Several wheat allergens have been described and some of them associated with different clinical features presented by the patient [9]. Thus, α-amylase/trypsin inhibitor, serine proteinase, thaumatin-like proteins, prolamins, and peroxidases have been involved with baker’s asthma, urticaria/angioedema and cutaneous symptoms associated with atopic dermatitis; ω-5-gliadin (Tri a 19) has been related with exercise-induced anaphylaxis, and nonspecific lipid transfer protein (nsLTP or Tri a 14) with allergy symptoms upon ingestion of wheat, among others [7,8].

However, there is still insufficient knowledge about the wheat allergens and some extracts used for SPT or sIgE measurements against wheat could not contain all the wheat allergens. Many of these proteins require performing complex in vitro techniques that allow its detection [10].

It is reported that patients with irritable bowel syndrome had gastrointestinal symptoms after wheat ingestion and showed IgE binding proteins demonstrated by immunoblotting [10,11]. Therefore, several studies show that commercial cereal extracts for SPT and ImmunoCAP® do not contain all allergens involved both for study of gastrointestinal and skin food allergy. Extensive analysis of allergenic molecules is necessary for allergy diagnosis and treatment showing that in recent years, BAT as a useful diagnostic technique to avoid dietary exposures and to increase the diagnostic value [8,12].

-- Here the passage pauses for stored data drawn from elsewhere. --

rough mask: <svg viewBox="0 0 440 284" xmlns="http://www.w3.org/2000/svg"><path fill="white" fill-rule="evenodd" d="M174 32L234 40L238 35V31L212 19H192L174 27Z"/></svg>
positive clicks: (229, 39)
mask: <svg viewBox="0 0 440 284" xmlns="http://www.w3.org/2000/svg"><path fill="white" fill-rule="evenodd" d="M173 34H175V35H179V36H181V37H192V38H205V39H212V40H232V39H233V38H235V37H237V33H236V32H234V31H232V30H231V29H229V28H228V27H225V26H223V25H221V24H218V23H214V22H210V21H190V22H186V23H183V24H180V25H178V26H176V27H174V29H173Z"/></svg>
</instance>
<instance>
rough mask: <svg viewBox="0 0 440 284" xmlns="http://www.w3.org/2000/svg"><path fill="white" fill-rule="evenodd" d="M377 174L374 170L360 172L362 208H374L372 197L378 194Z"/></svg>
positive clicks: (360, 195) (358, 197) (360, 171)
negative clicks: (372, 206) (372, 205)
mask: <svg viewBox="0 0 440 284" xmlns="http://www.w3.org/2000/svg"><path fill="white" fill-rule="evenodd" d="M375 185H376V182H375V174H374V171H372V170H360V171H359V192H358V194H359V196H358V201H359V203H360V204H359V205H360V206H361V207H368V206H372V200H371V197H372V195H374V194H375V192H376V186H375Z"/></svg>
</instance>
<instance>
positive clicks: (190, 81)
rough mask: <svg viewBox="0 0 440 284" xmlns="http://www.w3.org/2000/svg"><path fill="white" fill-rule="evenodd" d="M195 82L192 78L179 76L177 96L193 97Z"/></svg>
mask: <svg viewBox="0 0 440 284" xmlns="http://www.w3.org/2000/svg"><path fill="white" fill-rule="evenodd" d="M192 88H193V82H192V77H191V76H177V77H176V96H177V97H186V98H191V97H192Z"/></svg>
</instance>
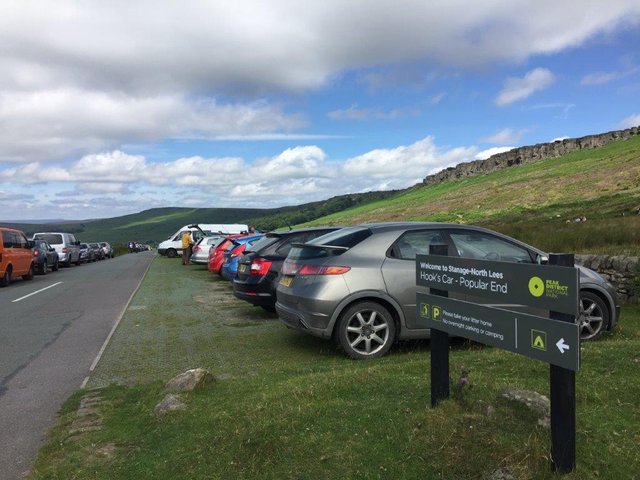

It is interesting to emphasize the cross reaction among wheat and pollen allergens [13] that considering the pathological history of the patient could have guided the clinical case towards coexisting with food allergies.

Conclusions

We consider this case of interest because our patient is a young man with IgE-mediated allergy to wheat manifested by gastrointestinal symptoms and finding of terminal ileitis which was resolved by avoiding the causative agent, in this case, wheat. We were able to detect the culprit proteins by BAT and SDS-PAGE immunoblotting.

We emphasize the need for a multidisciplinary clinical approach in these patients to achieve a definitive diagnosis and optimal treatment. However, it is necessary to document more similar cases and to perform an intensive investigation with different analytical parameters to identify a causal agent, achieve a definitive diagnosis and optimal treatment.